El perfil de una madre comunitaria

Profesora María Cecilia. Foto: Ropero de la Hoz
Profesora María Cecilia. Foto: Ropero de la Hoz

Una de las profesiones más nobles es la del educador, la dedicación con que se realiza sólo puede ser comparada con la del médico y la responsabilidad que sobre el docente cae es la de un padre de familia, moral y jurídicamente, principalmente cuando es la infancia el recipiente de sus enseñanzas.

La función social del educador es invaluable y esto lo demuestran con especial valor las madres comunitarias en los hogares del Instituto Colombiano de Bienestar Familiar, toda una institución en materia de protección a la niñez. En esta oportunidad conoceremos labor de la profesora María Cecilia Felizzola Pinto, del Hogar Niño Jesús, ubicado en el barrio Garupal de Valledupar.

Desde hace 25 años, la profesora María brinda una atención especial para la escolaridad en la infancia temprana desde los dos a los cuatro años; trece menores reciben de lunes a viernes, desde las 8:00 a las 16:00, las primeras instrucciones psicomotrices y psicosociales a través del arte y la integración, y una alimentación completa, consistente en desayuno, almuerzo, cena y dos meriendas.

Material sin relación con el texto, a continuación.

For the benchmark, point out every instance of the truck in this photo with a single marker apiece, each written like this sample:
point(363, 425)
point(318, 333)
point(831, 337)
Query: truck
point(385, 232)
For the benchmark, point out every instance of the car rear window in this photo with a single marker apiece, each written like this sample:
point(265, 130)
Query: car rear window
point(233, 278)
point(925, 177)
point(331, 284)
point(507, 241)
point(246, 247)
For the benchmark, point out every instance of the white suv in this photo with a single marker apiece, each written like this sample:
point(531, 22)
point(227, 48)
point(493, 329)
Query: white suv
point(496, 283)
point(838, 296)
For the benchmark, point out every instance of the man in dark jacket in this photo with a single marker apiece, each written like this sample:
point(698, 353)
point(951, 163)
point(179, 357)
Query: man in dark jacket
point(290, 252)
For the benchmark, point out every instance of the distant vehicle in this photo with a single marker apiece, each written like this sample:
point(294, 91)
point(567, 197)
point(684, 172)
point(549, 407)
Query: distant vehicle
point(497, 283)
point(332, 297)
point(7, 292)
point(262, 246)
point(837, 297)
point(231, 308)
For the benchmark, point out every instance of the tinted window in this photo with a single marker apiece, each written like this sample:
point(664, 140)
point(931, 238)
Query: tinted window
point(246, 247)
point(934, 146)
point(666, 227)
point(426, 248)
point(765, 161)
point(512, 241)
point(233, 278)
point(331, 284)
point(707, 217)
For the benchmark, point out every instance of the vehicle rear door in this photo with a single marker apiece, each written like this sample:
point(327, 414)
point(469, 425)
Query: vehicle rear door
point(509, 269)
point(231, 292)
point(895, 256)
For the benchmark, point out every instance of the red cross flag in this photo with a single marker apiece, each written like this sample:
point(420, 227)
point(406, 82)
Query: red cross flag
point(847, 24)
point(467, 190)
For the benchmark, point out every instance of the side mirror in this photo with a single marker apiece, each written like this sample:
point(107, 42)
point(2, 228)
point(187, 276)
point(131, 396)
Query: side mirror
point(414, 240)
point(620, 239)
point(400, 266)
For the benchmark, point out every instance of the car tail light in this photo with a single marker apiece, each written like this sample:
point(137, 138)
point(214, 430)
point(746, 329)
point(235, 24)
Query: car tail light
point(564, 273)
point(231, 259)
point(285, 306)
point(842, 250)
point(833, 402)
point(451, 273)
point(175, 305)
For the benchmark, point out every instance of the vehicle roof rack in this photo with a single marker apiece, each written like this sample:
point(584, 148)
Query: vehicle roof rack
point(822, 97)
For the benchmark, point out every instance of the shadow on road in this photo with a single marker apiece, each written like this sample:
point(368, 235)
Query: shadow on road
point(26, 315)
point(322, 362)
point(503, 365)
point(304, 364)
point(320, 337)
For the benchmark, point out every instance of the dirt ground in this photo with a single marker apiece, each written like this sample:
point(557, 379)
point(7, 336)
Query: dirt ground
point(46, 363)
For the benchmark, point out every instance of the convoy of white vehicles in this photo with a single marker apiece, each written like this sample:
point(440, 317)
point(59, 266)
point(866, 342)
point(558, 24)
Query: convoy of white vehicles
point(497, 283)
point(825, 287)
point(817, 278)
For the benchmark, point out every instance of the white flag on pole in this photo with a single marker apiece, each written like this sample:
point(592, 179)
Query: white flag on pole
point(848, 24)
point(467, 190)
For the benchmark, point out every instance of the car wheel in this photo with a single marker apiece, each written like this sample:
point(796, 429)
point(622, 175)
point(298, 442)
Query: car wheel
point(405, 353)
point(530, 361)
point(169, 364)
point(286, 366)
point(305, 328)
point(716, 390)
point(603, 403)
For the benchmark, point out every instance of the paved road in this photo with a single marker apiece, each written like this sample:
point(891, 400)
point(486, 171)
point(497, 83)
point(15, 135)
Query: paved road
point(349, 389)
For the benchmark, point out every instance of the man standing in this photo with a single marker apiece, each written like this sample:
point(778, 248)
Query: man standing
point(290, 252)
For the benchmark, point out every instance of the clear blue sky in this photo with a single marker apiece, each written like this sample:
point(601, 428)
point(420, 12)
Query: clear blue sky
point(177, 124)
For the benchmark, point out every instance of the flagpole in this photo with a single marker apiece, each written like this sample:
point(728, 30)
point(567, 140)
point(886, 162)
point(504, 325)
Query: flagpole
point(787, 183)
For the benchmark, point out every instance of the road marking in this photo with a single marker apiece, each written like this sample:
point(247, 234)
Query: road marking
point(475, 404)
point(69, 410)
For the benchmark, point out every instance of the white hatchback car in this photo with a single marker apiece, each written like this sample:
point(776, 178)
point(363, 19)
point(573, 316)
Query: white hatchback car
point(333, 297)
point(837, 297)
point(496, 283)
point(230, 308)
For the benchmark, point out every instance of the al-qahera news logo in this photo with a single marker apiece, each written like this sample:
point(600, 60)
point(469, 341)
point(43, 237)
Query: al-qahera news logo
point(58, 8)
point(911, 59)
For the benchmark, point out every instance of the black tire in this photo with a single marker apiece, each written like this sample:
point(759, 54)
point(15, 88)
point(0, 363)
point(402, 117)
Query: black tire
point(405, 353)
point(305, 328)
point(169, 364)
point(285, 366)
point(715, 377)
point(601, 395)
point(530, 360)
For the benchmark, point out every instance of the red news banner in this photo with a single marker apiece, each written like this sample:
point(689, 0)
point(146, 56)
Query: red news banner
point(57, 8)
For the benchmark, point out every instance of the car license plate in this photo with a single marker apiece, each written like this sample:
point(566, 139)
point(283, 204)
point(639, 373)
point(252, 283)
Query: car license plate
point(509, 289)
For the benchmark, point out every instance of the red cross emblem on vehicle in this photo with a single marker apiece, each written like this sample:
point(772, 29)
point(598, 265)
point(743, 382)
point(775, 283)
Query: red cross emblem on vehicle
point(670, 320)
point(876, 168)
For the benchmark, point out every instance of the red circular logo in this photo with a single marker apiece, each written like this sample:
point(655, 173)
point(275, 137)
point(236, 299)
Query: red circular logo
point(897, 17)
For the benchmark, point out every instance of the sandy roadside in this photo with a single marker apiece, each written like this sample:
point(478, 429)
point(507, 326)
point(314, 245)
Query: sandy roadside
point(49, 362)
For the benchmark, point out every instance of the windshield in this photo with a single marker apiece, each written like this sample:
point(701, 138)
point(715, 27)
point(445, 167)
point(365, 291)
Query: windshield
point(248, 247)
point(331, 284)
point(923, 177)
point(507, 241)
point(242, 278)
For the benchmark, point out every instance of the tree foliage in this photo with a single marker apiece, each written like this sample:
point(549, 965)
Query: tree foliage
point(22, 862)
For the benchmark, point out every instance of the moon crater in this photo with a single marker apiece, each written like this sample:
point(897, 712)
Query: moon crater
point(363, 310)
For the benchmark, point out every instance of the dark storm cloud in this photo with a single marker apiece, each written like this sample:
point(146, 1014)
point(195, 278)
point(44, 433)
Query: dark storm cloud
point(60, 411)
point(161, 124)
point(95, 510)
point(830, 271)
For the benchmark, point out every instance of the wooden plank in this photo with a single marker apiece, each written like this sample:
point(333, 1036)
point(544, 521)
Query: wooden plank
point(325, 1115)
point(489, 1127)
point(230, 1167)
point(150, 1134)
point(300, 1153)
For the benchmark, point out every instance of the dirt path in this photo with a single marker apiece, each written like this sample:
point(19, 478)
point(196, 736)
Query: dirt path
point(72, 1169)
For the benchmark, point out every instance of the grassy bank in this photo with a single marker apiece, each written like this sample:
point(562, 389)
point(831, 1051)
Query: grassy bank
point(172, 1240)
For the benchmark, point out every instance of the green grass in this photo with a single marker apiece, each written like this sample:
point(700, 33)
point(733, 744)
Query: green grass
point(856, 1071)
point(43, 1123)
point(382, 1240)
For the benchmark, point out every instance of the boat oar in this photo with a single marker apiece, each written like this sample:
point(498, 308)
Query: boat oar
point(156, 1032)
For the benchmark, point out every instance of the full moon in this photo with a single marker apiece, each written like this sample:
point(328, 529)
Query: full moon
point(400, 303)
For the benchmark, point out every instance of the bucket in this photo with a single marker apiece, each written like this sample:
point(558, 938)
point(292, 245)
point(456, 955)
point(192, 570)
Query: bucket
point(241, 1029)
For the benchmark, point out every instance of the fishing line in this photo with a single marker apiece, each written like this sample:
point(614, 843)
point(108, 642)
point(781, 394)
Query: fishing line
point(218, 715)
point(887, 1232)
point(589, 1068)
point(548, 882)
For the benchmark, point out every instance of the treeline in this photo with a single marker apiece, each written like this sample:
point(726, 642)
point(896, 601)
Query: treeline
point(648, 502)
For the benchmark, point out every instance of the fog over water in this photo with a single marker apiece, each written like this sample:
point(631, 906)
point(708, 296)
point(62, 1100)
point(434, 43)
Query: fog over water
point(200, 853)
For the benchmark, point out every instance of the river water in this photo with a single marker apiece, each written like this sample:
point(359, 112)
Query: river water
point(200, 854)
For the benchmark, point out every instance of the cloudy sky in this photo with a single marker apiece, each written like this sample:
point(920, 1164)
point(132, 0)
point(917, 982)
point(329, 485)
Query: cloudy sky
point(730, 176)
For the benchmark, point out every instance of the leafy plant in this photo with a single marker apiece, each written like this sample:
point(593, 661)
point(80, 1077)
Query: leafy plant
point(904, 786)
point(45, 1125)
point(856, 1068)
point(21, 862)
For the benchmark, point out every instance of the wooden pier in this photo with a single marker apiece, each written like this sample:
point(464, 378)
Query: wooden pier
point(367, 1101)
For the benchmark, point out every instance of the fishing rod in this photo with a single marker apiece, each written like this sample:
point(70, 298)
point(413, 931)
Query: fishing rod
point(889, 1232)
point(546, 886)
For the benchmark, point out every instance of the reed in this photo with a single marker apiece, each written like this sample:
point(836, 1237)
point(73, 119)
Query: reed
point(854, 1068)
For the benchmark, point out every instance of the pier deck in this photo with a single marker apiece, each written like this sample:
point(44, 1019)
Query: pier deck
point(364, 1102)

En su hogar, la profesora María atiende niños provenientes de los barrios Divino Niño, Garupal y La Popa, inscritos a través del ICBF previa valoración de vulnerabilidad y necesidades económicas de su núcleo familiar; de igual manera los protocolos de atención que debe aplicar con rigurosidad, incluyen el diligenciamiento de una bitácora, donde se plasma el estado en que llega cada menor y cómo sale al final del día, su progreso en peso, estatura y logros educativos, así como supervisiones periódicas del personal administrativo de la institución.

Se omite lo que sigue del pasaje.